The Revolutionary Net

No doubt there will be an awful lot of outrage over this article at The New Republic and with good reason. There are two problems with the article, the first is in its misunderstanding the net. The second is its misunderstanding dictatorships. First the Internet. We're currently in a space crunch on the Internet, which is what is making it possible, temporarily, to keep track of sites that offer political subversion.

With the adoption of IPv6 by decade's end, the problem of political filtering can be solved by making redirection costs tax deductible for political site redirection. What this means is that if you run an appliance on your network (in your huge public address space that you're never going to fill anyway), the costs of that appliance in bandwidth and electricity and capital costs would be tax deductible.
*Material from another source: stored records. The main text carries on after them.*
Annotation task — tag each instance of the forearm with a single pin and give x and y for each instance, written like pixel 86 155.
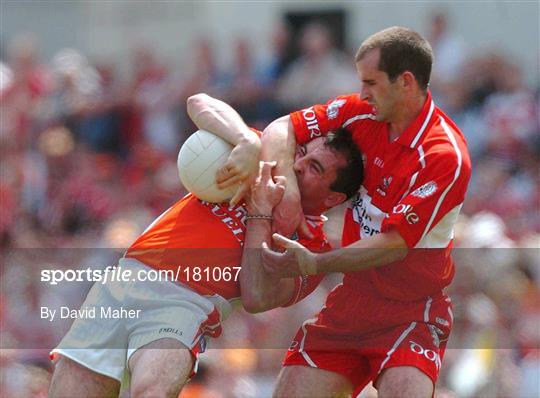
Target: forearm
pixel 260 290
pixel 219 118
pixel 373 252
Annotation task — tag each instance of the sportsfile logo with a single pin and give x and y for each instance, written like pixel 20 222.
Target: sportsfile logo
pixel 311 121
pixel 367 215
pixel 406 210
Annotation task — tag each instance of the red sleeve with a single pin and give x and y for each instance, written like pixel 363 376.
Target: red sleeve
pixel 318 120
pixel 426 215
pixel 306 284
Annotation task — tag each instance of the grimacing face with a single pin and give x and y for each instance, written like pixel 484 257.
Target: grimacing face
pixel 316 168
pixel 377 88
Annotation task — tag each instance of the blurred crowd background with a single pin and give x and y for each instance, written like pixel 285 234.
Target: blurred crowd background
pixel 88 160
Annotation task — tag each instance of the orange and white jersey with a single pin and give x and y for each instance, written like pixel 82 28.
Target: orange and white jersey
pixel 415 184
pixel 201 243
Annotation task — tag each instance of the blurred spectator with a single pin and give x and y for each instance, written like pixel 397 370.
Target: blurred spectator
pixel 449 52
pixel 320 72
pixel 155 100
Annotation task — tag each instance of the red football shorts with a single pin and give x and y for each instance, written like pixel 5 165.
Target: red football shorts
pixel 359 336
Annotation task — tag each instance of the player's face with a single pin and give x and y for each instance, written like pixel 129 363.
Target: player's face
pixel 316 168
pixel 377 88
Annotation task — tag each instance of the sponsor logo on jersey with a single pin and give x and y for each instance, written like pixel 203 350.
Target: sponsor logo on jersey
pixel 378 162
pixel 311 121
pixel 381 189
pixel 333 109
pixel 406 210
pixel 428 354
pixel 426 190
pixel 235 219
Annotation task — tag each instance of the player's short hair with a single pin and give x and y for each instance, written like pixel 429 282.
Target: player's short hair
pixel 402 49
pixel 349 177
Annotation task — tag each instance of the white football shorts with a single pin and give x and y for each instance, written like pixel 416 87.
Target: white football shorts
pixel 166 309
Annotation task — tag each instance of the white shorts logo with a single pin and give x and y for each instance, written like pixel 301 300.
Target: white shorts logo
pixel 426 190
pixel 428 354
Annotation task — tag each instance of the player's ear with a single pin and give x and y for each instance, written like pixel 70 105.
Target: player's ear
pixel 334 199
pixel 407 79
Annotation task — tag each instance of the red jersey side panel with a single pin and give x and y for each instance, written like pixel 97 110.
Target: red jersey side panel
pixel 194 233
pixel 415 184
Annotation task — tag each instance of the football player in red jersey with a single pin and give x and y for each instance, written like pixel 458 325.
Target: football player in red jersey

At that point, any domain, with very innocuous dns entries, can serve as a conduit for political dissent. Sure, the same technology could be used for nefarious purposes to make the Internet safe for pedophiles, but nobody's going to make that tax deductible so the good is very likely to outweigh the bad. Huge address spaces make filtering efforts impractical for speech that is licit in many countries. It's only a temporary architectural artifact that the network can be tracked at all.
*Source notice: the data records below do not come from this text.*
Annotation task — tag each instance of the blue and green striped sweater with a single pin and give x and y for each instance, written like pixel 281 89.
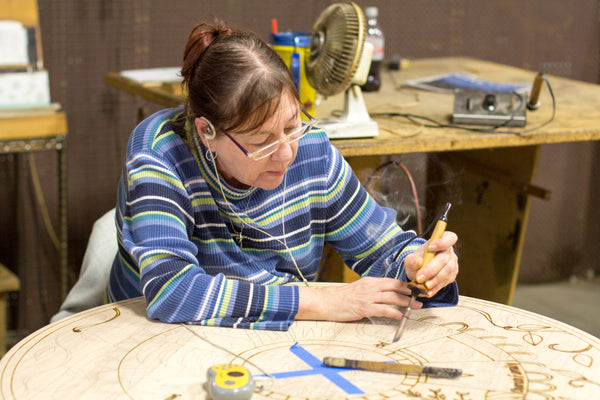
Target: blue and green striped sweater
pixel 175 231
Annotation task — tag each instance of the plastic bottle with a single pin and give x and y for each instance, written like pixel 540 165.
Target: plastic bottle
pixel 375 37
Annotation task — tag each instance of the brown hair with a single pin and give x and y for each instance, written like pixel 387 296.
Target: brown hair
pixel 233 78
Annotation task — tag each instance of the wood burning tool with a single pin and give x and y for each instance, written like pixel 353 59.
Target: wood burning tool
pixel 417 289
pixel 392 367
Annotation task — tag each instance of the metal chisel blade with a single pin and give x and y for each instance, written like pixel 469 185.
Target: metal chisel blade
pixel 391 367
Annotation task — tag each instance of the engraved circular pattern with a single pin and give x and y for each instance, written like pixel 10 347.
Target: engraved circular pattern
pixel 115 351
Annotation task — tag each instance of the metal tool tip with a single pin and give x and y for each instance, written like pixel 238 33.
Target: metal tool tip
pixel 448 373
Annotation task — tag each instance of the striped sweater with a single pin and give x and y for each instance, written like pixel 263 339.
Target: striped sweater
pixel 176 231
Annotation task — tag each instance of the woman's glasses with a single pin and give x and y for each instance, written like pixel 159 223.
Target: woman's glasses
pixel 273 147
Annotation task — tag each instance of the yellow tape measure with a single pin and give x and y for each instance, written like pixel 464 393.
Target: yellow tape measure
pixel 229 382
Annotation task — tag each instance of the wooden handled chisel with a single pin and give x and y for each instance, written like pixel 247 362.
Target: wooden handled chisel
pixel 417 289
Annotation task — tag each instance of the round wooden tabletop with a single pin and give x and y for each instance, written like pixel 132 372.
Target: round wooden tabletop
pixel 115 351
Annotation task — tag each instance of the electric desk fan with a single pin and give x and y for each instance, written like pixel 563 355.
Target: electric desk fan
pixel 339 61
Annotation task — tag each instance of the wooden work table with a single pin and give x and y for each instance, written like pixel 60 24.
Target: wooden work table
pixel 487 176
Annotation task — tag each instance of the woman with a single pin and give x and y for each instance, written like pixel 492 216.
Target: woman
pixel 224 200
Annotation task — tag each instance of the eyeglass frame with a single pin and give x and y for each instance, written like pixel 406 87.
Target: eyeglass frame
pixel 305 126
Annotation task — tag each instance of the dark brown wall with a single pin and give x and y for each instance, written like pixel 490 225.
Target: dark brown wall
pixel 82 40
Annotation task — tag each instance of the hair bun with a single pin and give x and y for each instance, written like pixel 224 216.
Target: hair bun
pixel 200 38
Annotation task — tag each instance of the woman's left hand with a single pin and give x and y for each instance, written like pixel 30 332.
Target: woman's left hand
pixel 441 270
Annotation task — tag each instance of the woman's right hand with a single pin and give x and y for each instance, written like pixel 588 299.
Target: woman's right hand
pixel 366 297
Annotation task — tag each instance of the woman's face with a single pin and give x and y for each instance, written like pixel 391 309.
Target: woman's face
pixel 241 171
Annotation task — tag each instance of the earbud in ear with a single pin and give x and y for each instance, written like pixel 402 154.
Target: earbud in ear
pixel 210 132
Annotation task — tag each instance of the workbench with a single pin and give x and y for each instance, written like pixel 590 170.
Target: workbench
pixel 487 176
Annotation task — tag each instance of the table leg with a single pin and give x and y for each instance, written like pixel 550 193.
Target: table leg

Beyond cheap and plentiful redirection, encryption is going to be standard for the network with IPv6. This makes things very uncomfortable for information controllers. They either mandate insecure communication and live with the e-commerce black hole they have created, losing out on millions in transactions, or they accept commercial encryption and thus, the political encryption that will inevitably piggyback onto it.

But the biggest problem in the article is that it downplays the importance of civic society. Falun Gong was completely ignored by the PRC's security forces as a low level threat until they tweaked the noses of Beijing's communist elite by assembling, essentially, the PRC's first flashmob. A certain percentage of civic organizations in a dictatorship will 'go rogue' from the dictatorship's point of view. It is inevitable and completely unpredictable what will set them off. Thus civic organizations have always been highly controlled and heavily penetrated. But in the Internet age, my wife partakes in a worldwide conspiracy of mothers. Most days they talk about breast milk v. formula but some days things get quite a bit more subversive. Romania's a democratic republic, not a dictatorship but the exact same thing can happen in the PRC, Singapore, or any other wired authoritarian state.

They are all growing their civic organizations and this very connectivity will both make their societies better and enable the connectivity that is necessary to create revolution. And it will always come from where we all least expect.